Never at any stage since his professional debut at the age of 17 had Owen Farrell been deemed surplus to requirements, until yesterday.
On those unusual occasions when England chose to start without their captain, they would always take the precaution of making sure they had him on the bench in case of emergency, likewise the Lions before deciding the time had come to cut the umbilical cord.
Farrell, lauded only the other week by Sir Ian McGeechan as ‘a Test match animal’, found himself reduced to the anonymity of a masked bystander for the series decider. In the circumstances, nobody can have been surprised that a season of personal dissatisfaction should come to such an anti-climactic end.
By a strange quirk of fate, his failure to make the bench, let alone the starting XV, will have left him with a bit more than a mental bruise or two, quite something for a player whose granite-like fortitude made him appear immune to human frailty.
It also left him high and dry on 99 Tests and, more significantly, one last chance to complete a century unlike no other. None of the six fly-halves who reached three figures did so in their twenties.
Farrell, of course, will get there with England in the autumn but by then he will have turned 30.
Cape Town yesterday, therefore, would have been his last shot at the goal, not that it mattered an iota in the greater scheme of things.

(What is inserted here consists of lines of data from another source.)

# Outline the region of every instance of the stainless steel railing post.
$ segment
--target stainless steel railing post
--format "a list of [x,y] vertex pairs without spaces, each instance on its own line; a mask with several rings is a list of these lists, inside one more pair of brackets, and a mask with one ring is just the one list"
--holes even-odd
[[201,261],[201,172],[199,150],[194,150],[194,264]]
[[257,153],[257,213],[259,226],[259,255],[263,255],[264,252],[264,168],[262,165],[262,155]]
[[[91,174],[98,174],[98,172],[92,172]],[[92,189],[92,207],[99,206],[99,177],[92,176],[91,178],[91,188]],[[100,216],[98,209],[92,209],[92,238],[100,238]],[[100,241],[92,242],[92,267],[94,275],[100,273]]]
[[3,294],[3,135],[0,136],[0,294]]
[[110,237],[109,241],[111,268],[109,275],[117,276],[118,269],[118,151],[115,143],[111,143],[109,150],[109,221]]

Provided Saracens‘ Premiership reinstatement restores him to peak condition, Farrell will still make it at a younger age than any of his counterparts – Ronan O’Gara (130 Tests), Dan Carter (112), Stephen Jones (110), Johnny Sexton (105), Matt Giteau (103) and Stephen Larkham (102).
Two other fly-halves of global repute, Beauden Barrett and Nicolas Sanchez, are some way adrift.
The All Black, 30 in May, played his 92nd international off the bench in Auckland yesterday as second fiddle to Richie Mo’unga.
Sanchez, coming up 33 after 87 matches for Argentina, still has a way to go.
“The intriguing question will be how Farrell copes with his first major setback”
Of the century-makers only Sexton has played every Test at ten. His Lions predecessor O’Gara always started there, appearing elsewhere only as a sub. Jones can claim to have been an ever-present fly-half for Wales except for one match at centre and while Carter often played centre, especially in the early days, it didn’t stop him becoming the supreme stand-off of the professional era.
Not surprisingly, he completed his century, against England at Twickenham eight years ago, at a younger age than anyone else. In doing so he broke the record set by Jones three years earlier, eclipsing the Welshman by more than 12 months.
Farrell, in turn, can still round off his ton with almost two years to spare on Carter. The more intriguing question will be asked over how he copes with the first major setback of a phenomenal career.
Failure and Owen Farrell have been poles apart for so long that few could have imagined this time last year that the Lions, in their most urgent hour of need, would not consider him worth a place in their 23.
The writing on the wall, starting with a few scribbles over Saracens’ demotion and becoming ever clearer during England’s dismal Six Nations, can never have been more stark. Farrell will turn that into a hydroelectric source of motivation between now and England’s first match of the coming season.
He will also appreciate that the future is not entirely in his own hands. Surely it can be but a matter of time before even Eddie Jones realises that Marcus Smith is no longer tomorrow’s man but that his time is now.
That threatens to have a narrowing effect on Farrell’s Test future. Should Marvellous Marcus make the quantum leap from Premiership show-stopper to global superstar, Farrell will be left to concentrate on making the 2023 World Cup at inside centre where England have redeployed him for the majority of matches over the last two years.